How depressed should one be about the HS2 go-ahead? The cost is stupefying. The offering to the north — considered so important politically — seems to be unappealing to plenty of northerners and, like a parody of British railway late arrivals, won’t reach its destination until the mid-2030s. Worse, perhaps, is the sense, especially when seen in conjunction with the Huawei go-ahead, that the government is already trapped by the past. It reminds me of Theresa May’s decision to review the Hinkley Point C programme and then let it go ahead after all. In that case, as in that of Huawei, the government reluctantly concluded it could not get out of a troubling China deal sealed in the Cameron/Osborne era. In the case both of HS2 and Hinkley Point, the radical views of the most important political advisers — Dominic Cummings today and Nick Timothy then — were overruled by entrenched interests. Who really rejoices in these decisions? Who can say with clarion conviction that they are much good for the country?
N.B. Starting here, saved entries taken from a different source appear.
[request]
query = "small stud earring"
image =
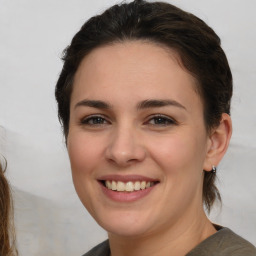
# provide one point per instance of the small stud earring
(214, 169)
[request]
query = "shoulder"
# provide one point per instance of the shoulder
(224, 243)
(101, 249)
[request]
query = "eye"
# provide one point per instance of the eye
(161, 120)
(94, 120)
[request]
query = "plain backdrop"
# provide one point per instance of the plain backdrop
(50, 220)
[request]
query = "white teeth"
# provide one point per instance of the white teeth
(143, 185)
(137, 185)
(108, 184)
(120, 186)
(113, 187)
(128, 186)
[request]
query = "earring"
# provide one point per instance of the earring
(214, 169)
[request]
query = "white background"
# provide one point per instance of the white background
(49, 217)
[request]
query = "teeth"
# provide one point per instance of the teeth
(128, 186)
(113, 187)
(137, 185)
(120, 186)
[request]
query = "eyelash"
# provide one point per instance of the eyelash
(98, 120)
(166, 121)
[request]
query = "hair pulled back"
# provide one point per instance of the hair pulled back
(196, 43)
(7, 234)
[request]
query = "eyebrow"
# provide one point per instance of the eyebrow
(152, 103)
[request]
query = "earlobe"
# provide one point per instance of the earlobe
(218, 142)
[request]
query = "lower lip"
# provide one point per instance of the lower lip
(126, 196)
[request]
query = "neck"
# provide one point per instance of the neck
(176, 240)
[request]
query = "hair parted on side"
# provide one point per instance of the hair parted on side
(197, 45)
(7, 233)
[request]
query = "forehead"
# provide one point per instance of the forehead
(137, 68)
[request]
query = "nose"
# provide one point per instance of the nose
(125, 147)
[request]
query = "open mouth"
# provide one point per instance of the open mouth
(129, 186)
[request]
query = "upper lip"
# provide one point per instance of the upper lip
(126, 178)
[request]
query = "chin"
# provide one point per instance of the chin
(124, 224)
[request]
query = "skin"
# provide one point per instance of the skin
(122, 138)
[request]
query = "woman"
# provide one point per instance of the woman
(144, 100)
(7, 237)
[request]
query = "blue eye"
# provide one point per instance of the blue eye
(161, 121)
(94, 120)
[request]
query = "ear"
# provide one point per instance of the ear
(218, 142)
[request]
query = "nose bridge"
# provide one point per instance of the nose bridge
(125, 145)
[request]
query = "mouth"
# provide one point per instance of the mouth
(129, 186)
Meanwhile, I try to plan a rail journey from making a speech in Oxford to making a speech in Hull. It seems to take a minimum of five and a half hours and to involve going via London. Some of the times also require changes at Wakefield and Leeds en route. Even after more than £100 billion will have been spent and more than a decade has passed, it is far from clear that all such disconnections will have been improved.
It is obviously true that Sinn Fein’s success in the Irish Republic will increase nationalist pressure for a united Ireland. It does not automatically follow, however, that such pressure will make a united Ireland more likely. A powerful Sinn Fein in the South is a strong recruiter for Unionism in the North. The possibility of nationalists in the North winning a border poll has just receded.
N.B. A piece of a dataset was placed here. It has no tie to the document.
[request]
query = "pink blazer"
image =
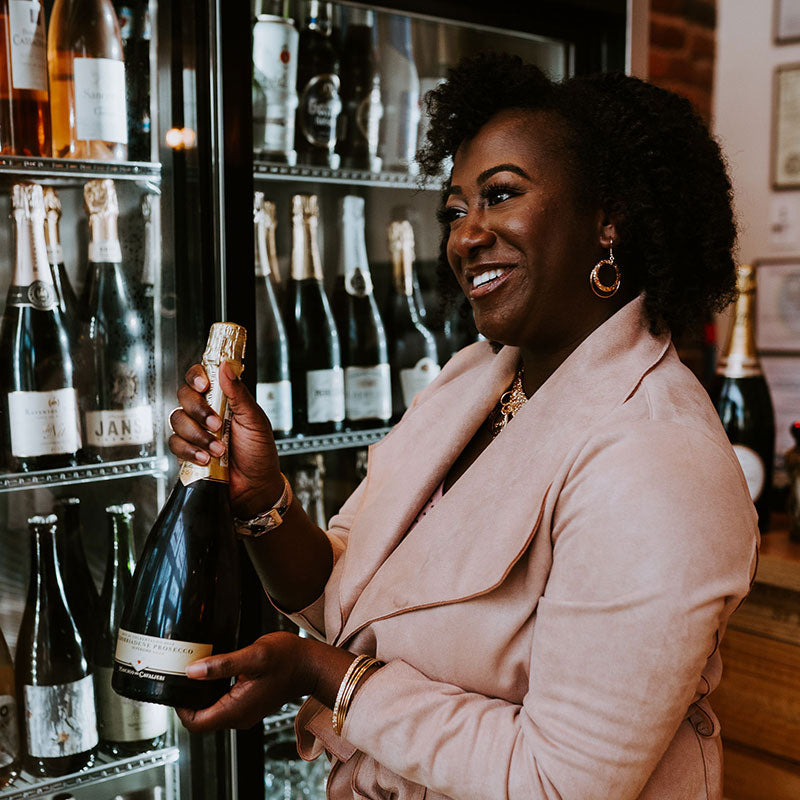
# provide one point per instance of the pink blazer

The word ‘buttigieg’ is the Maltese for ‘chicken owner’, but could Pete Buttigieg become the Democrats’ Maltese falcon? We shall know that the former mayor of South Bend, Indiana, has graduated to high political fame when Donald Trump invents a sobriquet for him. It is an important part of the President’s rhetorical technique to belittle opponents with an epithet. Thus Hillary Clinton is always ‘crooked’, Michael Bloomberg is ‘Mini-Mike’, Joe Biden is ‘Sleepy Joe’, Elizabeth Warren (who tried to claim American Indian roots) is ‘Pocahontas’, Alexandria Ocasio-Cortez is ‘Evita’, and Senator Sanders is ‘Crazy Bernie’. Last year, Mr Trump compared Mayor Pete to the freckly young Alfred E. Neuman, Mad magazine’s famous ‘idiot kid’ who has quite often been an unsuccessful write-in candidate for President. Trump has also mocked Buttigieg’s unpronounceability (‘Boot Edge Edge: he’s got a great chance, hasn’t he?’). But we still await the killer nickname. My bet is on ‘Puny Pete’.
The victory of Parasite at the Oscars really is remarkable, because it gives a fuller, better meaning to ‘diversity’. The word is usually applied in the United States, and in Britain, to black people, women and LGBT, specifically to the idea that such groups must be given a sort of quota power. So its meaning in practice is ‘uniformity’ — of policy and political attitudes. Yet the fact that, before Parasite, no foreign-language film had ever won the Oscar for Best Picture shows how much has been excluded in the awards’ 90-year-old history. This year, they finally diversified.
One reason people are disillusioned with the BBC is its obsession with itself. Here is the text of a question asked by the corporation’s deputy political editor, Norman Smith, at a speech last week by the minister responsible for broadcasting, the Culture Secretary, Lady Morgan: ‘You say the BBC needs to adapt to the new streaming era…What I’m not clear about is why you think decriminalising or moving to a civil enforcement scheme in any way assists the BBC in meeting that challenge. Because the view within the corporation is that it weakens the BBC to the tune of £200 million a year, quite possibly more. In other words, it puts us in a worse place to meet the challenge, and doesn’t that just underscore the suspicion that really what is going on here is a bit of a punishment beating for the BBC, from a government that resents the attitude of the BBC, as they see it, in the Brexit referendum and the general election? It’s a bit of political payback.’ It literally does not seem to have occurred to Mr Smith that the Culture Secretary’s first job is to consider the public interest in how, if at all, the licence fee is collected. When an intelligent person prominent on the screens of a public-service broadcaster does not even see this point, the depth of the BBC’s culture problem becomes evident.
Philip Schofield’s declaration that, though married to a woman for many years, he is gay, was exceptionally well choreographed, but was a familiar sort of story. We have heard similar ones for years not only from television personalities, but even from Tory MPs. The assumption behind all these tableaux is that the person coming out is expressing the truth about his (or, more rarely, her) sexual preferences. Given that, historically, the stigma lay all on the side of stating homosexuality, that assumption must almost always be correct. But how long before it reverses? There will be areas of western life in which being gay is almost the norm, and being straight could impede career advancement or social acceptance. Eventually we shall find people confessing that although they have been in a same-sex marriage and remain respectful of their partner, they can no longer live a lie: they are, and always have been, straight. Will they be treated in the same way, hugged on television and praised for their courage; or will they be seen as having betrayed a cause?